Round Up. Le déraillement du train ONCF à Bouknadel
Comment un voyage au bord d'un train peut se transformer en cauchemar. Le mardi 16 octobre à 10h21, un train assurant la liaison Rabat-Kénitra a subi un terrible accident qui a causé la mort de 7 personnes dont le chef du train et 3 étudiants ainsi que 125 blessés. Le déroulement, les causes éventuelles de l’accident, le retour à la normale du trafic, voici le round-up.
Un train TNR 9 (train navette rapide) se dirigeant de Casablanca vers Kénitra a déraillé au niveau de Bouknadel et a violemment heurté le pilier d’un pont.
Résultat, un bilan lourd. L’accident a causé la mort de 7 personnes, dont un chef de train, un employé de l’ONCF et 3 étudiants, ainsi que 125 blessés. Sept d'entre eux sont dans un état critique et ont été immédiatement conduits à l’hôpital militaire Mohammed V.
Une dizaine d’ambulances ont été mobilisées sur place. Les blessés ont été conduits initialement à l’hôpital de Salé et l'hôpital Ibn Sina à Rabat, puis à l’hôpital militaire sur instructions royales.
Il a fallu 3 heures aux agents de la protection civile, au Croissant-Rouge et aux autorités pour évacuer tous les blessés et les personnes bloquées à l’intérieur des voitures de la rame.
Entre temps, le trafic ferroviaire entre Casablanca et le nord du pays a été pratiquement bloqué. L’ONCF a maintenu la liaison Casablanca-Salé. La fréquence des trains et les horaires ne sont plus conformes au planning de l’office.
>Lire aussi: Trafic ferroviaire, l'ONCF n'a pas encore de visibilité pour un retour a la normale
Contactée par Medias24, une source au sein de la section de circulation annonce que la gestion du trafic se fait désormais «sur le tas». Des bus au niveau des gares de Rabat Agdal, Rabat-Ville, Salé Ville ont été mobilisés, mais la fréquence n’est pas du tout régulière. «Nous essayons juste de gérer le trafic au cas par cas», déclare la même source.

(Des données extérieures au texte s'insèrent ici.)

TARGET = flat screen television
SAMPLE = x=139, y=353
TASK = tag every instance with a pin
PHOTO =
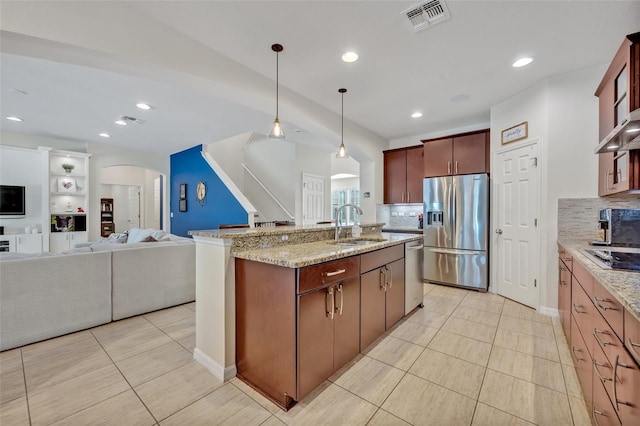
x=12, y=201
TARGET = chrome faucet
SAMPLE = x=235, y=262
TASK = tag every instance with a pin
x=338, y=211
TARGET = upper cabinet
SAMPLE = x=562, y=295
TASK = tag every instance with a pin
x=403, y=174
x=457, y=155
x=619, y=114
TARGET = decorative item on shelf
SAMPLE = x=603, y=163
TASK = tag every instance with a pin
x=276, y=129
x=67, y=185
x=201, y=193
x=342, y=151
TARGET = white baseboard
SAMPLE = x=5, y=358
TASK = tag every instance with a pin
x=220, y=372
x=552, y=312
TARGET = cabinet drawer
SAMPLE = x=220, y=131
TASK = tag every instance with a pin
x=632, y=335
x=582, y=310
x=609, y=308
x=584, y=278
x=316, y=276
x=378, y=258
x=605, y=338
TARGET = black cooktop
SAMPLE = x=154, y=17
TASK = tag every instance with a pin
x=614, y=259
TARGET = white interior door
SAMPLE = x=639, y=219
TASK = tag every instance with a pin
x=312, y=199
x=516, y=192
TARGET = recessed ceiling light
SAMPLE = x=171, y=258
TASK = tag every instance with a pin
x=350, y=57
x=522, y=62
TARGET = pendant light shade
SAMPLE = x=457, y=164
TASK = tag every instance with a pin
x=276, y=129
x=342, y=151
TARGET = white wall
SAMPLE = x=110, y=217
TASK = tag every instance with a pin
x=102, y=155
x=562, y=113
x=23, y=167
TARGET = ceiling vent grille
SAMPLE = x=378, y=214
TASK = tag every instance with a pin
x=426, y=14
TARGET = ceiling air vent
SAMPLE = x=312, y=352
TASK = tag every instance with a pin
x=426, y=14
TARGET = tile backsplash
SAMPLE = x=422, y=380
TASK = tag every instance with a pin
x=399, y=215
x=578, y=217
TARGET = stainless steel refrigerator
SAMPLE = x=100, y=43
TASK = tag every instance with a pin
x=456, y=224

3 heures après l’accident, une enquête judiciaire a été ouverte. Les brigades scientifiques étaient sur place pour l’inventaire des bagages et la collecte des pièces à conviction sur la "scène du crime".
Rétablissement des lignes
Une partie des rails a été déformée après le choc de l’accident.

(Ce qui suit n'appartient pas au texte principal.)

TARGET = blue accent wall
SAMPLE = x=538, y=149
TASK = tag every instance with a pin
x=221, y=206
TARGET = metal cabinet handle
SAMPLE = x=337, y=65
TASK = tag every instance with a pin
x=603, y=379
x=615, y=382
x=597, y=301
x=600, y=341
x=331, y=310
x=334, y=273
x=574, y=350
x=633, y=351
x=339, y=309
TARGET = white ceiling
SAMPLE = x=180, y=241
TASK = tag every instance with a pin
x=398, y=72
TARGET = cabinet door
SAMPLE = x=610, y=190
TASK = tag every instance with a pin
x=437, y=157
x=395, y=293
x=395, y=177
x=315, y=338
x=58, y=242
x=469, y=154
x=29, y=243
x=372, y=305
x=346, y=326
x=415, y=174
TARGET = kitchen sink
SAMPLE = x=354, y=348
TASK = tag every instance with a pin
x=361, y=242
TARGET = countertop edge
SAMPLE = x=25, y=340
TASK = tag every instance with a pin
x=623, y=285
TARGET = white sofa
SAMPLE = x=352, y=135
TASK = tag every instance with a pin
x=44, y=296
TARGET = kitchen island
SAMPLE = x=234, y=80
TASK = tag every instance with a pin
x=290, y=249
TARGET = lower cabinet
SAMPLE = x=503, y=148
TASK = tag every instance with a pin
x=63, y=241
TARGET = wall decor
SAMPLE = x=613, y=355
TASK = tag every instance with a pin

Les lignes caténaires (câblage électrique) ont été arrachées au niveau de la voie Casa-Kenitra.
Afin de rétablir le trafic ferroviaire, les lignes caténaires doivent être réparées.
2 voies ferroviaires existent sur le tronçon concerné par l’accident. Le câblage de l’une des voies n’a pas été affecté. Ce qui va permettre à l’ONCF de rétablir une partie du trafic en attendant de réparer l’autre ligne.
Travaux d'évacuation des wagons dans la nuit de mardi à mercredi à l'aide d'une grue géante
Une opération extrêmement délicate à cause de la lourdeur des voitures de la rame. Les câbles de la ligne caténaire se sont enroulés autour de la rame après l’accident. Ce qui a rendu l’opération plus difficile.
2 grues de 120 tonnes ont été amenées sur place pour l’opération. Chacune peut soulever un poids de 700 tonnes.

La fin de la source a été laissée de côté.